No, it is NOT a giant persimmon from Australia! I normally think of this fruit as a tangerine, due to the size and ease of peeling the skin. The sign over it at Country Mart proclaimed this citrus delight to be a Clementine. I remember back when we had a librarian who harped and harped about it being "Clementine Season," and I wondered what in the Not-Heaven she was talking about.
Then I saw those commercials with the evil kids wanting revenge on their parents for taking their "Cuties." Which appeared to be...well...tangerines!
The label on the bag makes no mention of Clementines, tangerines, or Cuties.
Hmm...looks like this fruit is a Mandarin Orange!
Whatever you want to call it, I find it delicious.
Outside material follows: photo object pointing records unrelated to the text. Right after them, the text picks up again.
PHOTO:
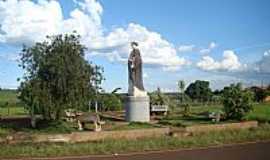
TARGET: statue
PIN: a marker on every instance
(135, 74)
(137, 102)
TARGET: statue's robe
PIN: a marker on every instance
(135, 70)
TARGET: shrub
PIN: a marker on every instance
(237, 102)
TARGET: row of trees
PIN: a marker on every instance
(236, 100)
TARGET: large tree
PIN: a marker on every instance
(237, 101)
(199, 91)
(57, 76)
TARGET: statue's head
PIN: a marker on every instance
(134, 45)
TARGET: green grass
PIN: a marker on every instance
(134, 125)
(198, 115)
(261, 113)
(124, 146)
(13, 111)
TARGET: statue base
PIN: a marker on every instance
(137, 109)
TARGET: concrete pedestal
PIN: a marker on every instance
(137, 109)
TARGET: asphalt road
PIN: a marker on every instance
(250, 151)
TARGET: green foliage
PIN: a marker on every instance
(199, 91)
(237, 102)
(57, 76)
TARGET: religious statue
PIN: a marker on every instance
(135, 74)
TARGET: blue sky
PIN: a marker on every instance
(223, 41)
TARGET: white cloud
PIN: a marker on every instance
(28, 22)
(186, 48)
(229, 62)
(154, 49)
(266, 53)
(145, 75)
(263, 66)
(9, 56)
(211, 46)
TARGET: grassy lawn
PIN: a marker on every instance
(146, 144)
(198, 115)
(260, 113)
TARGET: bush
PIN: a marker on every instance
(237, 102)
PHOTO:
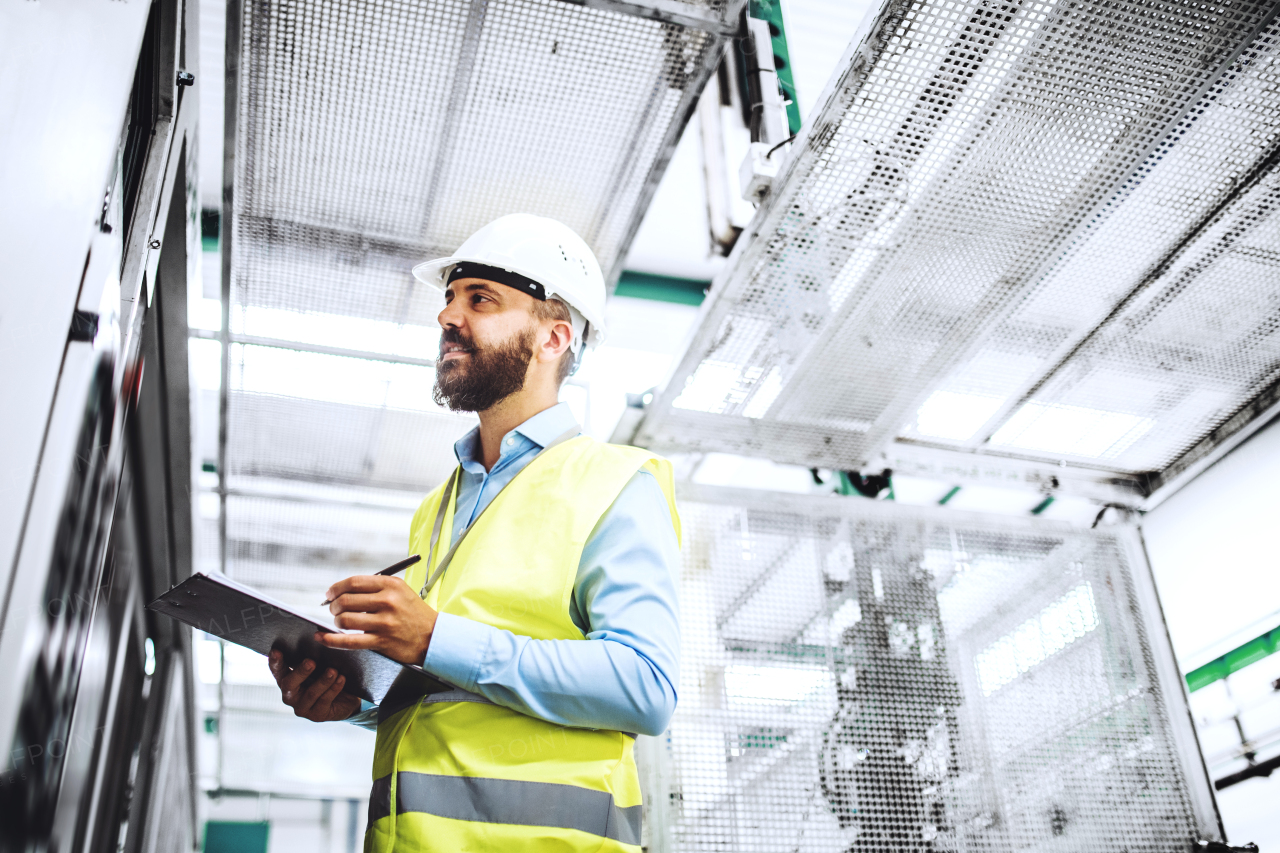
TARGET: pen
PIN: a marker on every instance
(389, 570)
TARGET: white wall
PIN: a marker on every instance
(1212, 550)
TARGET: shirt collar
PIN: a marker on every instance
(542, 429)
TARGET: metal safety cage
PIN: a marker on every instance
(1027, 229)
(859, 675)
(362, 138)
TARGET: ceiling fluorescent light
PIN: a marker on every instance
(955, 416)
(1072, 430)
(772, 684)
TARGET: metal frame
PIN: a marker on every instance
(974, 461)
(1173, 685)
(1148, 616)
(673, 12)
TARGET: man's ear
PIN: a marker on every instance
(561, 332)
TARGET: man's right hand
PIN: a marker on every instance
(321, 701)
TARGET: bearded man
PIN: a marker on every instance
(547, 589)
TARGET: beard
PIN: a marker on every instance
(487, 377)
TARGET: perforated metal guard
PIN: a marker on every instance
(1041, 229)
(368, 137)
(371, 136)
(863, 676)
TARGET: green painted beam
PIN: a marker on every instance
(771, 10)
(663, 288)
(1235, 660)
(236, 836)
(1043, 505)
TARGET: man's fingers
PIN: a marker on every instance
(360, 621)
(361, 584)
(291, 683)
(325, 702)
(362, 602)
(348, 641)
(314, 692)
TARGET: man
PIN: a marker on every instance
(545, 593)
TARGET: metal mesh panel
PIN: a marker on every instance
(1011, 226)
(347, 420)
(863, 676)
(295, 547)
(388, 132)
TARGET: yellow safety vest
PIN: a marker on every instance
(465, 774)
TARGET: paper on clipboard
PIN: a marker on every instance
(238, 614)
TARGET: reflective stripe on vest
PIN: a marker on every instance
(504, 801)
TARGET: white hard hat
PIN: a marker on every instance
(535, 247)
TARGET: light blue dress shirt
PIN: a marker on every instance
(625, 676)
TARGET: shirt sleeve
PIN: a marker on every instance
(366, 717)
(624, 676)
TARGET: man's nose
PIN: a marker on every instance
(449, 316)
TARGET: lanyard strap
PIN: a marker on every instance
(447, 497)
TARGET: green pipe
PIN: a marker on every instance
(1235, 660)
(771, 10)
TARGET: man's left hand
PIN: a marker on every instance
(396, 621)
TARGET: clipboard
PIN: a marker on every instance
(238, 614)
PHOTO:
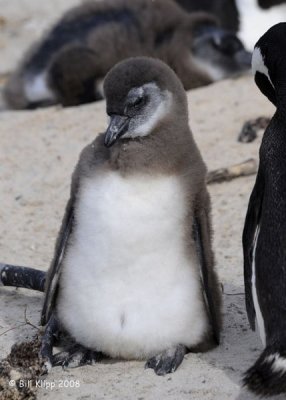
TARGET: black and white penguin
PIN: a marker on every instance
(265, 225)
(69, 64)
(133, 272)
(248, 18)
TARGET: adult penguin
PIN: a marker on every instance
(265, 225)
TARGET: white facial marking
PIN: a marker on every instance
(36, 88)
(255, 21)
(215, 73)
(259, 317)
(258, 64)
(156, 109)
(279, 363)
(159, 113)
(100, 89)
(129, 287)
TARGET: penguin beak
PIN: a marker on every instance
(118, 126)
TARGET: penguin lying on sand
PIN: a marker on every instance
(69, 64)
(133, 271)
(265, 225)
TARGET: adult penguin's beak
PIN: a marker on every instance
(118, 126)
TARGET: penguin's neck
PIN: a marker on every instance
(280, 89)
(160, 152)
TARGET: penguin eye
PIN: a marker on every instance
(134, 104)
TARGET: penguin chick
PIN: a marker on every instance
(265, 224)
(69, 64)
(133, 272)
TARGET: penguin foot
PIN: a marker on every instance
(76, 356)
(167, 361)
(47, 342)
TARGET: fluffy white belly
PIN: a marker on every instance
(128, 287)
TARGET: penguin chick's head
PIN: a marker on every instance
(141, 94)
(269, 63)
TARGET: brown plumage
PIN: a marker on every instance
(165, 150)
(74, 57)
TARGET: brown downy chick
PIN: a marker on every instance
(133, 272)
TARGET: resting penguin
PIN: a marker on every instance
(69, 64)
(133, 272)
(249, 19)
(265, 225)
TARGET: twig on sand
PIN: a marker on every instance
(26, 322)
(248, 167)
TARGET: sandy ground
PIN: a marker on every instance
(38, 150)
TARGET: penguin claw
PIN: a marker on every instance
(167, 361)
(75, 357)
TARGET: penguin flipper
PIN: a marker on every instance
(92, 154)
(53, 275)
(248, 238)
(210, 285)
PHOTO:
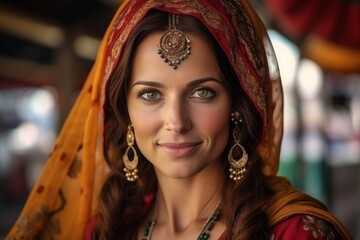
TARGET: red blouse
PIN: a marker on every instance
(298, 227)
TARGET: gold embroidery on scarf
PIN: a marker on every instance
(242, 25)
(75, 168)
(252, 44)
(318, 227)
(28, 224)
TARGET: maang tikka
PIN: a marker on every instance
(174, 44)
(237, 162)
(130, 168)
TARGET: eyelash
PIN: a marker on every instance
(148, 90)
(151, 90)
(204, 89)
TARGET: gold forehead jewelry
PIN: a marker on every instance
(174, 44)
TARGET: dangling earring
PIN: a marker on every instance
(237, 163)
(130, 168)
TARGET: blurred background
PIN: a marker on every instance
(48, 47)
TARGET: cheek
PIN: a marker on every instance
(144, 123)
(215, 123)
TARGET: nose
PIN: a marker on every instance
(177, 117)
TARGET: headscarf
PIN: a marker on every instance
(65, 196)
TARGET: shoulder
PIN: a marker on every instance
(303, 227)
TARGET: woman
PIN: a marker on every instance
(176, 135)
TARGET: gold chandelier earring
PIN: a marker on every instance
(130, 168)
(237, 156)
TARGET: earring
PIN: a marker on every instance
(237, 162)
(130, 168)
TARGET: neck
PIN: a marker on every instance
(183, 203)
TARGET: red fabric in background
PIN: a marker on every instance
(337, 21)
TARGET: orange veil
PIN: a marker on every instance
(65, 196)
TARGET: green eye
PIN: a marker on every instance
(203, 93)
(150, 95)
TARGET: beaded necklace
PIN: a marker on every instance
(204, 233)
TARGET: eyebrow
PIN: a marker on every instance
(189, 85)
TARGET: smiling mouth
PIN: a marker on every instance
(180, 149)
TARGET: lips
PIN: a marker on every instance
(179, 150)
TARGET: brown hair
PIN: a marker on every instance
(122, 203)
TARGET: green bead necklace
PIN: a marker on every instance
(204, 233)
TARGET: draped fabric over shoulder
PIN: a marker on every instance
(65, 197)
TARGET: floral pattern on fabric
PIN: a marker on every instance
(304, 227)
(42, 214)
(318, 227)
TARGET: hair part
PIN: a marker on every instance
(122, 203)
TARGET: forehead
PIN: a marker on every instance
(148, 65)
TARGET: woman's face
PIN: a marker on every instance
(180, 117)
Had two of them for lunch. Uh huh. Nothing dainty or upper-crust about Val. She will jam miniature oranges into her face as she sees fit. And she also eats meat, watches TV (REALITY TV), and doesn't think she's better than those who don't. Put that in your pipe and smoke it.
I don't normally buy these treats. I was looking for vitamin C. The price on the 3 lb bag of oranges was prohibitive. The price on the 2 lb bag of tangerine/Clementine/Cutie/Mandarins was less. Not that Val is a pauper, mind you. But a lot of a regular orange is that thick skin with the bitter white stuff on the inside, so I might have paid for 3 lb of oranges, yet only gotten 2 lb of the edible portion.
Anyhoo...since Hick has by intention or happy accident infected me with his death-La-Z-Boy cold...I was looking for a natural remedy that might speed up my recovery. Lots of water, and some vitamin C. That's my self-prescription.
On Monday, I'll see a regular doctor. Oops! I mean nurse practitioner. It's a routine 6-month appointment to get another 6 months of my thyroid and blood pressure meds. How convenient that my sickness fell within that time frame! It's hard to get in to see a
I hope I don't catch anything while I'm there!